Boccaccio Beyond Boccaccio: Reception, Adaptation, and Afterlives from the Seventeenth to the Nineteenth Century

Panel Co-Sponsored by the Forum on 17th-, 18th-, and 19th-Century Italian Studies and the American Boccaccio Association

Proposal Abstract:
The works of Giovanni Boccaccio have exercised a persistent and transformative influence well beyond the Trecento, shaping literary, cultural, and artistic production across early modern and modern Europe. From the Counter-Reformation through Romanticism and the rise of philological scholarship, Boccaccio’s texts—most notably the Decameron—were translated, adapted, censored, moralized, illustrated, and reimagined in ways that reveal shifting attitudes toward narrative freedom, authorship, morality, and genre.

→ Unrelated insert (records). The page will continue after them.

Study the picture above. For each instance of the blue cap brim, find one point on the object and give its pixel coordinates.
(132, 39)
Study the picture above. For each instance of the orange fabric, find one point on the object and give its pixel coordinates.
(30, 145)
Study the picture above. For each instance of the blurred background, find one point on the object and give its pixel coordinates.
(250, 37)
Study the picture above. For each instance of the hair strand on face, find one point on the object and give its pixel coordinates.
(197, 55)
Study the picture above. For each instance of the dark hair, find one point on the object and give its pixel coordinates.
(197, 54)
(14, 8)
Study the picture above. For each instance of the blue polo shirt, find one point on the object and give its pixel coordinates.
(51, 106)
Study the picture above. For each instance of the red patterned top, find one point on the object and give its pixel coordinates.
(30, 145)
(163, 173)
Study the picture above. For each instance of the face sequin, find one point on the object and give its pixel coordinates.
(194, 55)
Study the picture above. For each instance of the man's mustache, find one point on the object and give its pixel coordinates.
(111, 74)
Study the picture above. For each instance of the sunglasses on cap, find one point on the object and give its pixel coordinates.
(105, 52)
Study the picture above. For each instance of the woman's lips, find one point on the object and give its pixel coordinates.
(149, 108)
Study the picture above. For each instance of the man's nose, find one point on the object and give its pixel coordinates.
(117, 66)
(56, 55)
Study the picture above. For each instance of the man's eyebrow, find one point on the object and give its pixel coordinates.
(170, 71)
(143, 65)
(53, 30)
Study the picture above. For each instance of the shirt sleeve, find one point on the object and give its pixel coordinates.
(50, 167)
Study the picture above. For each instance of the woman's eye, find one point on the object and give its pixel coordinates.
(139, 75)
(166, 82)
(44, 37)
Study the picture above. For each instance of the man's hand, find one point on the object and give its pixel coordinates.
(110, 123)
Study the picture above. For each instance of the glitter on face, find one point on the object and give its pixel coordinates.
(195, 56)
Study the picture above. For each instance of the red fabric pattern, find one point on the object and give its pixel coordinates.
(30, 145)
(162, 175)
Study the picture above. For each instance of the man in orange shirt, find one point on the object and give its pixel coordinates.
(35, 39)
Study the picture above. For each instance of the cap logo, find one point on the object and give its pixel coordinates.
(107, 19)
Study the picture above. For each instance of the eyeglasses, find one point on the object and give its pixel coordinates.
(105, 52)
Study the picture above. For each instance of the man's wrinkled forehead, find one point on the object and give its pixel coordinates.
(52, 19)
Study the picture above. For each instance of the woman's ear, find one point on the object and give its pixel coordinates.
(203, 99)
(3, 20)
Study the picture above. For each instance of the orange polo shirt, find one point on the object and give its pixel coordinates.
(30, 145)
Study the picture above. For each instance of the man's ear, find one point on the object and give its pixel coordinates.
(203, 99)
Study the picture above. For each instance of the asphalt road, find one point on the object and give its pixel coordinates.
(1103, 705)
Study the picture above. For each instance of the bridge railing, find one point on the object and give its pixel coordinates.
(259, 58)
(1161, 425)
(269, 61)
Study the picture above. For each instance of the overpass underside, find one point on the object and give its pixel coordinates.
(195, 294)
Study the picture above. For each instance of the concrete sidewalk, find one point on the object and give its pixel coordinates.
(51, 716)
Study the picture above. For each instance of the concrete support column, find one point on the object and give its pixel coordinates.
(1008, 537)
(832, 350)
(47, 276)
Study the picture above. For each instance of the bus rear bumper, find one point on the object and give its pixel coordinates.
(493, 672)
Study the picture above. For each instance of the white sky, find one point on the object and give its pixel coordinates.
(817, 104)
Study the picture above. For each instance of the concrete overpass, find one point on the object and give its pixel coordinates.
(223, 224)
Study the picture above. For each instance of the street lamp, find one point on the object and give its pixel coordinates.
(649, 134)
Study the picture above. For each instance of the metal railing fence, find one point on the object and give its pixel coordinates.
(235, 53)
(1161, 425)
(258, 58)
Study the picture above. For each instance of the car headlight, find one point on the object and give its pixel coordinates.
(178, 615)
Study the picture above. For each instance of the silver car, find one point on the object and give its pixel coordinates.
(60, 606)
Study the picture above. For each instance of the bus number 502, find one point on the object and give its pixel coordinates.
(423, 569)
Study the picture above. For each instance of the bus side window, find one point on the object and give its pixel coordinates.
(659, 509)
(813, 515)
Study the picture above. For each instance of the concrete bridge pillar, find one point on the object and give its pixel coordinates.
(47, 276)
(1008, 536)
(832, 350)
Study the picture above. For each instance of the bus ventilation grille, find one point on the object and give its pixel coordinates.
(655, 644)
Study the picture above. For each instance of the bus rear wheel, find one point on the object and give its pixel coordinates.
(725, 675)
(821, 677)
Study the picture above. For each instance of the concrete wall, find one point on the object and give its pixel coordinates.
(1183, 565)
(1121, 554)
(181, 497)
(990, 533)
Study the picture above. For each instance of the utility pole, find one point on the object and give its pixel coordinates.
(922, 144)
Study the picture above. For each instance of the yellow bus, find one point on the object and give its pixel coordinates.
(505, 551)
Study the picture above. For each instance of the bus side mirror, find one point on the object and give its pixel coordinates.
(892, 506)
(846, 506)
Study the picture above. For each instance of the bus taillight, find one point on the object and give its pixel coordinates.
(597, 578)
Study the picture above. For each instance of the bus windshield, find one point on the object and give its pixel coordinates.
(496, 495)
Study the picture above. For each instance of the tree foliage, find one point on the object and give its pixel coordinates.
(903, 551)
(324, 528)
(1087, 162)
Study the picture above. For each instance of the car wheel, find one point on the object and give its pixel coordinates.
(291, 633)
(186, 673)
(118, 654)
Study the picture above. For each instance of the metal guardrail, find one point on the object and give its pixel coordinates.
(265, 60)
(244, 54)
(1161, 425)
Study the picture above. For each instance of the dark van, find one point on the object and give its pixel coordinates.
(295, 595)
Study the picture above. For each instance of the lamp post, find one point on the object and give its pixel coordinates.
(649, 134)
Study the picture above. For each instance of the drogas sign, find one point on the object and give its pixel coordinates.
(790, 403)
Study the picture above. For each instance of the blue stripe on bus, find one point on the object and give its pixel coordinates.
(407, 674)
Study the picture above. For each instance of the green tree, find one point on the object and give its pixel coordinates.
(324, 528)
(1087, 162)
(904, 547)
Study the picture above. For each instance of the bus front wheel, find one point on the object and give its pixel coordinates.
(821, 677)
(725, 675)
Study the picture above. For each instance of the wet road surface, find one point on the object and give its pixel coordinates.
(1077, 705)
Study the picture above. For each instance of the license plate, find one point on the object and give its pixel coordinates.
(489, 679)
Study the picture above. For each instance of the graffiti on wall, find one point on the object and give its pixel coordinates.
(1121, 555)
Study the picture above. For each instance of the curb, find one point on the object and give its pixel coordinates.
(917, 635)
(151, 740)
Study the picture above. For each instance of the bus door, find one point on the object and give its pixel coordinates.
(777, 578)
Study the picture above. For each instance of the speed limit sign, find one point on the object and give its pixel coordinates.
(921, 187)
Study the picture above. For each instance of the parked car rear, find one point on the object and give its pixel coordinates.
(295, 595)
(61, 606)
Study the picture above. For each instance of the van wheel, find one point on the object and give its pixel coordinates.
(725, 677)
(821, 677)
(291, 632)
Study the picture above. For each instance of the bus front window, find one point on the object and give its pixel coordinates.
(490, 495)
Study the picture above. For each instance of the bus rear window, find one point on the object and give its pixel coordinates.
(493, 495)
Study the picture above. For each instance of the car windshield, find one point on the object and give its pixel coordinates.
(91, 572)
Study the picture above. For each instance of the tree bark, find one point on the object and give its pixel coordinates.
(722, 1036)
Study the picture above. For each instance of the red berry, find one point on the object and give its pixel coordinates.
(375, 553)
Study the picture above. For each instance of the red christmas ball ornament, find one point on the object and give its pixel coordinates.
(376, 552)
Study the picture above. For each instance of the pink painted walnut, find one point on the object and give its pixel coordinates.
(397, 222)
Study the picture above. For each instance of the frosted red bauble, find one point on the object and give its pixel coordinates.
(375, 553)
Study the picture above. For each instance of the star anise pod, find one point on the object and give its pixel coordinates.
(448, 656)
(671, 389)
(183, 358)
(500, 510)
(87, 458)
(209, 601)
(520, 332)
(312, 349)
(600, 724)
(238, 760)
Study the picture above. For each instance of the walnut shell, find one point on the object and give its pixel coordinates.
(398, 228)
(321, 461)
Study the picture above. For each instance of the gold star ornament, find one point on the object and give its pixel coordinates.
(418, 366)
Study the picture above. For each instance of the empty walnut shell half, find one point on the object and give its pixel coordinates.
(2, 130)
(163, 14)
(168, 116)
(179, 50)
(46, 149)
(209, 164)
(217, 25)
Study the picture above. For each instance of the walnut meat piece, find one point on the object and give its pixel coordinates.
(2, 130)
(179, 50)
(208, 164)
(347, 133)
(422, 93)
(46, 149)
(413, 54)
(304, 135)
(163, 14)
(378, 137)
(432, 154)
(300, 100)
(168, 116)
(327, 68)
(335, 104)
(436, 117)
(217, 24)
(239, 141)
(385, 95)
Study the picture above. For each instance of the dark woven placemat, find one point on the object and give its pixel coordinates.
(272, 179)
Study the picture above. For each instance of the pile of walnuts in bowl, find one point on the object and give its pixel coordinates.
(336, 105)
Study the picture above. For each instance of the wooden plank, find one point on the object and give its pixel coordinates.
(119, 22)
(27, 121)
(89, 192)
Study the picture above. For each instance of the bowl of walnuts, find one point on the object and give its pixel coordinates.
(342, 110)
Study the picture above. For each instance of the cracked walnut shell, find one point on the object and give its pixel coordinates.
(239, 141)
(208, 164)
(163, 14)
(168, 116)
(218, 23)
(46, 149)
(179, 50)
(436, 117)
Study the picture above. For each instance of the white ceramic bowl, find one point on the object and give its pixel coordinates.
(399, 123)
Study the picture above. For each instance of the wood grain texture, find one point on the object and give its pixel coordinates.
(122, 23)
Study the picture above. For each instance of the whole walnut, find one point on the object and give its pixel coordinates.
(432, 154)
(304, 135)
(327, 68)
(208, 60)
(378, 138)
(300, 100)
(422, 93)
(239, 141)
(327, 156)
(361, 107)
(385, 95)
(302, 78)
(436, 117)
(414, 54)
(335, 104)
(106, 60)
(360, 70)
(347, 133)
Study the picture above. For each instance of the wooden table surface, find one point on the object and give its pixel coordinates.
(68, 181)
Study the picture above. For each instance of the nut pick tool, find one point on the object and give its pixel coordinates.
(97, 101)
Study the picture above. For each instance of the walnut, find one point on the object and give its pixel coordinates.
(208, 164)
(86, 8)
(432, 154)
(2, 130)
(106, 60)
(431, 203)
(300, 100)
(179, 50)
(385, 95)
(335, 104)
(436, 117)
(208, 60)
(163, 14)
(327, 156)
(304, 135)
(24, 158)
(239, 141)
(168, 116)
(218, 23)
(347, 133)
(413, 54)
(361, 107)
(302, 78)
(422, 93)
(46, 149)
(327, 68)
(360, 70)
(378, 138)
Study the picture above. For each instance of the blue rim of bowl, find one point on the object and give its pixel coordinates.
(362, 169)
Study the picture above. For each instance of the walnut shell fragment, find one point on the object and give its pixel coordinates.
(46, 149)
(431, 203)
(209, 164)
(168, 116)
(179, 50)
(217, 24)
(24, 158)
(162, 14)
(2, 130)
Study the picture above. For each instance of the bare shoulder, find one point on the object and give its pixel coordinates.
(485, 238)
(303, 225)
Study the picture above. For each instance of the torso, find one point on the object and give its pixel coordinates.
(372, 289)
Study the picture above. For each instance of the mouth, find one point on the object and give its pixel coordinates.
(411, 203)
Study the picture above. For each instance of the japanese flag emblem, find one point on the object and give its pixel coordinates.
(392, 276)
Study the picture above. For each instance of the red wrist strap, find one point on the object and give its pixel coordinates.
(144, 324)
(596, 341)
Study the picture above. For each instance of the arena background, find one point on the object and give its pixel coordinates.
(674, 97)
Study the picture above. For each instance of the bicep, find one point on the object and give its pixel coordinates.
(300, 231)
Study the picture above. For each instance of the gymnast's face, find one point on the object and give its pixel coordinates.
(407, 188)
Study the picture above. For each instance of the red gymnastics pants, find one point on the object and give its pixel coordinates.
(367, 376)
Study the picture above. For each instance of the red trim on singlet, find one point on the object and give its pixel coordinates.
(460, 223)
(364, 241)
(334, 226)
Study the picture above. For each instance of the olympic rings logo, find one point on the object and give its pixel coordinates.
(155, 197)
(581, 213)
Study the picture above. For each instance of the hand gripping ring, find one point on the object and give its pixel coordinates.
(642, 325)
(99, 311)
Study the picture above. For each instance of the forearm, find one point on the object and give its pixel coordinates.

This panel invites papers that examine Boccaccio’s reception and reinterpretation from the seventeenth through the nineteenth centuries, with particular attention to processes of continuity, transformation, and mediation. How were Boccaccio’s works read, reshaped, or contested in early modern and modern contexts? How did translators, editors, moral reformers, artists, and scholars negotiate the tension between Boccaccio’s narrative openness and evolving cultural, religious, and political norms? By focusing on Boccaccio’s afterlives rather than his Trecento context alone, this panel seeks to foster dialogue between Boccaccio studies and scholars of later Italian literary and cultural history.

We invite papers that explore, but are not limited to, the following themes:

  • Boccaccio’s continuity and reception in the seventeenth, eighteenth, and nineteenth centuries
  • Adaptability of Boccaccio’s themes, narrative strategies, and representational freedom
  • Translations, adaptations, abridgements, and rewritings of Boccaccio’s works
  • Counter-Reformation censorship, moral expurgation, and editorial intervention
  • Romantic, nationalist, and philological rediscoveries of Boccaccio
  • Boccaccio from text to image: illustration, visual culture, and artistic reception
  • Boccaccio in transnational contexts and comparative literary traditions

This panel welcomes interdisciplinary contributions from scholars working in literature, history, art history, translation studies, and cultural studies, and aims to bring together members of both sponsoring organizations in a shared conversation about Boccaccio’s enduring and evolving presence in Italian and European culture.